Previous research is dominated by quantitative studies when exploring organizational adoption of cloud computing (Alismaili et al., 2016a; Yang et al., 2015; Senarathna et al., 2018). Mohammed et al., (2018) and Hassan et al., (2017) both recommended the qualitative study. This qualitative descriptive study aims to address the gap in the literature by further exploring the factors that influence cloud computing adoption of IT leaders in the US, specifically in Virginia, Washington, DC, and Maryland.

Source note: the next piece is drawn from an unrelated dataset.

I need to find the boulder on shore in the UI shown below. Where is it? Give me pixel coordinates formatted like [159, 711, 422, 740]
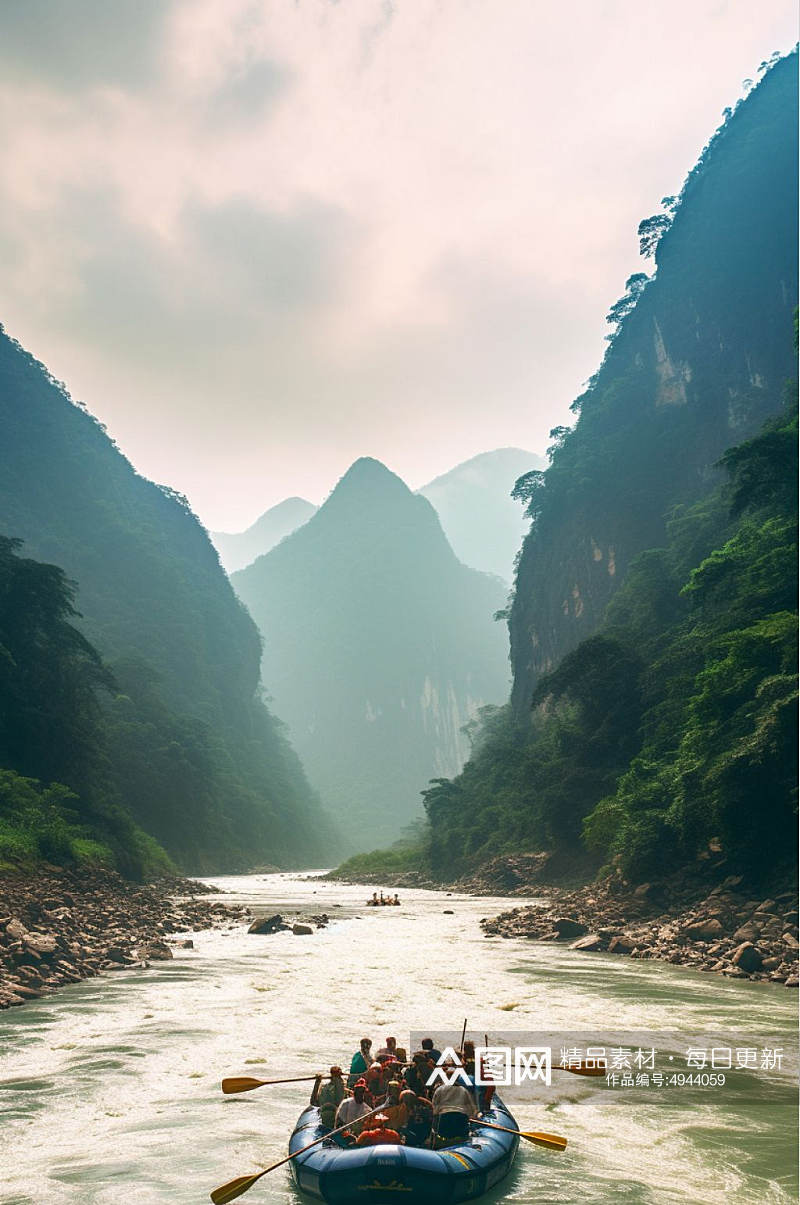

Theoretical Foundations and/or Conceptual Framework
In terms of understanding how cloud computing may or may not be adopted in the context of new technologies, there are several theories that could be used to evaluate the adoption process. The first is the theory of planned behaviors (TPB), which was designed as a way of predicting the way an individual will choose to engage in a behavior at a specific time or place: it is a theory used to understand the behavioral intent of an individual in the context where they have self-control (Putraa, 2020). The theory has been used in several cases where the intent to change a behavior with respect to technology has been considered as it relates to how an organization can understand how to encourage people to adopt a technology (Putraa, 2020). It includes several key aspects, such as the attitudes of the individual, the behavioral intention, their subjective norms, their social norms, the perceived power over the factors that might influence the individual in this area, and their perceived behavioral control (Putraa, 2020). In this case, the theory is not as applicable to the current context because it focuses on the behavior of the individual, and the focus of this research is on organizational decision-making.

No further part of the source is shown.